Kyle’s identification with the character offers a look into his own shattered psyche. When he finally kills the sniper, Eastwood underlines the gravity of the moment with slow-motion, giving the kill a neo-colonialist undertone, to which an ally affirms, “mission accomplished,” echoing Bush’s premature call. Justice? Kyle spuriously blames his PTSD not on being forced to kill women and children, but on his inability to protect more of his allies. “There’s plenty of guys here that need saving,” he is told. The ending’s tragic irony – spoiler: Kyle is killed by another PTSD-afflicted veteran he is trying to help – is not incidental. Whether PTSD surfaced from killing too many or losing too many, the war has ended but the damage continues to play out back home.

That damage was itself reflected with shocking prescience in Bigelow’s film. From the audio recordings of 11 September, 2001 played over a black screen, to the eponymous raid, the only markers of time in Zero Dark Thirty are concomitant with terrorist attacks. Collapsing around a decade of time into around two-and-a-half hours, it’s easy to lose track of when exactly each scene takes place. The breakthrough that will eventually lead the USA to Osama Bin Laden surfaces early but lies dormant for years, and colleagues come and go. But every once in a while, a specific date is shown: 29 May, 2004; 20 September, 2008; 30 December, 2009.

Those are the dates of the Khobar terrorism attack, the Islamabad Marriott bombing, and the Camp Chapman attack. When Zero Dark Thirty was released in December 2012, we might have been tempted to add to them the Sandy Hook Elementary school shooting on 14 December, 2012. Today, we have 7 January, 2015, the date of the Charlie Hebdo shooting; 13 November, 2015’s assault on the Bataclan in Paris; the San Bernadino shooting on 2 December, 2015; in Brussels on 22 March; Istanbul’s Ataturk Airport on 28 June; Nice on 14 July, and countless others, dismissed by the media for taking place in the Middle East or forgotten to “terrorism fatigue” in the West. We live in a world in which we expect the next big attack to be followed shortly by another. The war is over, but new ones have already begun in the direct aftermath.

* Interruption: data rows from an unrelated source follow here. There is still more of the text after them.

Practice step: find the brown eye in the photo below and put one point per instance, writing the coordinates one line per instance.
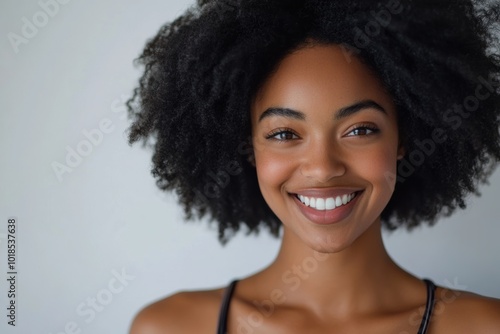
(363, 131)
(282, 135)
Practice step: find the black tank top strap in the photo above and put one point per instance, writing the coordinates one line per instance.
(224, 310)
(226, 300)
(424, 325)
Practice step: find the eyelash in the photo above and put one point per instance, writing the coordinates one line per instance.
(287, 131)
(369, 127)
(281, 131)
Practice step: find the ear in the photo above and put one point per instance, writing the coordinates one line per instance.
(401, 152)
(251, 158)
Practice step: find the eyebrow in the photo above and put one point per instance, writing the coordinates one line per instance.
(339, 114)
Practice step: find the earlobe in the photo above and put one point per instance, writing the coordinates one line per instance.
(401, 152)
(251, 159)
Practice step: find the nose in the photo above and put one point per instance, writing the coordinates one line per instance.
(322, 162)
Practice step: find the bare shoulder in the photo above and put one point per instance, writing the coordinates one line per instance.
(465, 312)
(183, 312)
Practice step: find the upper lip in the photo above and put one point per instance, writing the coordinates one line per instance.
(326, 192)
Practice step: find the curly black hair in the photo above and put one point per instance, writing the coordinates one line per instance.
(439, 60)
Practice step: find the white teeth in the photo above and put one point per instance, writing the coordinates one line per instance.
(320, 204)
(344, 199)
(329, 203)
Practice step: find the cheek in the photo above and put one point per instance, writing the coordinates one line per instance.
(379, 167)
(272, 171)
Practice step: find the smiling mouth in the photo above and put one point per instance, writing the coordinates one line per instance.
(329, 203)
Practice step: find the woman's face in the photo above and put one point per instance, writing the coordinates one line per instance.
(326, 145)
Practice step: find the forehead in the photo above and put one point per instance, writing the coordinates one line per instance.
(318, 77)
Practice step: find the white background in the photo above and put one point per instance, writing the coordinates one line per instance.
(107, 215)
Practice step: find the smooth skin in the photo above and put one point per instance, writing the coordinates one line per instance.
(323, 124)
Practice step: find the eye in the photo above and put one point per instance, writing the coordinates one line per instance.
(282, 135)
(363, 130)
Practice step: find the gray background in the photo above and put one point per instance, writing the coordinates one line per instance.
(106, 215)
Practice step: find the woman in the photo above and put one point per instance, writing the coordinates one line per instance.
(325, 121)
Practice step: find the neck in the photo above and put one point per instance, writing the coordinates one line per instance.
(354, 279)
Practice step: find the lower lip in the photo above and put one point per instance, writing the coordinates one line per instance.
(326, 217)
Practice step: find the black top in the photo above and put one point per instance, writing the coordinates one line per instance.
(424, 325)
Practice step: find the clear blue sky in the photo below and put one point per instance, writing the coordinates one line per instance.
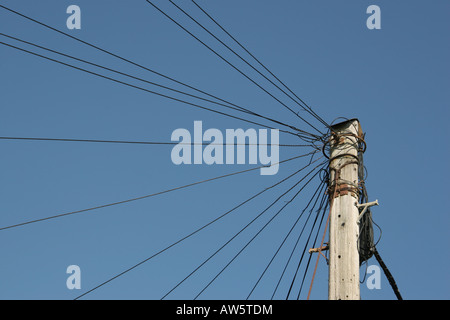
(394, 80)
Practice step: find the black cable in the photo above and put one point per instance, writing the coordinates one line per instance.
(245, 61)
(144, 89)
(321, 206)
(268, 222)
(388, 274)
(310, 256)
(260, 63)
(180, 240)
(142, 142)
(233, 237)
(323, 186)
(233, 107)
(284, 241)
(234, 67)
(141, 197)
(114, 55)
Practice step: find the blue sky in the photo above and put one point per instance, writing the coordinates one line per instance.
(394, 80)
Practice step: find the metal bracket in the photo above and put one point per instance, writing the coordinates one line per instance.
(365, 206)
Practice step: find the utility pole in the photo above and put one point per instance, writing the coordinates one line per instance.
(344, 229)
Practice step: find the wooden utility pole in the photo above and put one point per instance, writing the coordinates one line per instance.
(344, 229)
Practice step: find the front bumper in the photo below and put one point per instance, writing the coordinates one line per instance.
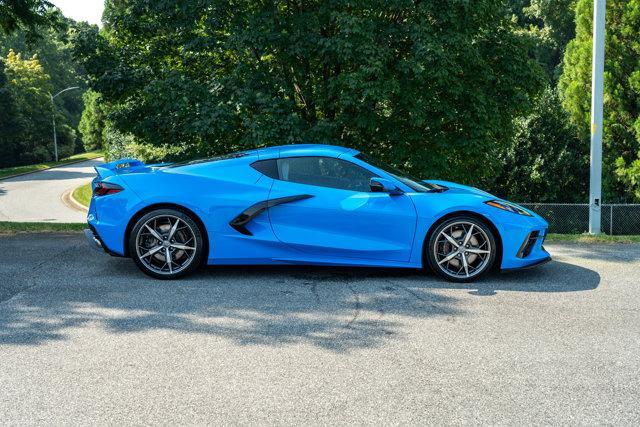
(527, 266)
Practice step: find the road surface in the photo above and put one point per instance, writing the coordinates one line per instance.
(88, 339)
(37, 196)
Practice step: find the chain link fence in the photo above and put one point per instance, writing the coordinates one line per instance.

What both films capture is the reality, dissembled by the Bush Administration, that there is no end to the number of terrorists who can be killed in making illusory progress. The only real victory would be policies that stop creating terrorists. That means taking a long look in the mirror and embracing rather than alienating local and international Muslim communities and nations and abstaining from killing innocent civilians regardless of the coldly calculated short-term benefit for starters. Ultimately, Maya’s tears are the same as those which Chris Kyle holds back: they are the tears of a nation and its constituents forced to come to terms with the fact that the best efforts even of heroes are not enough if the goal was tainted all along.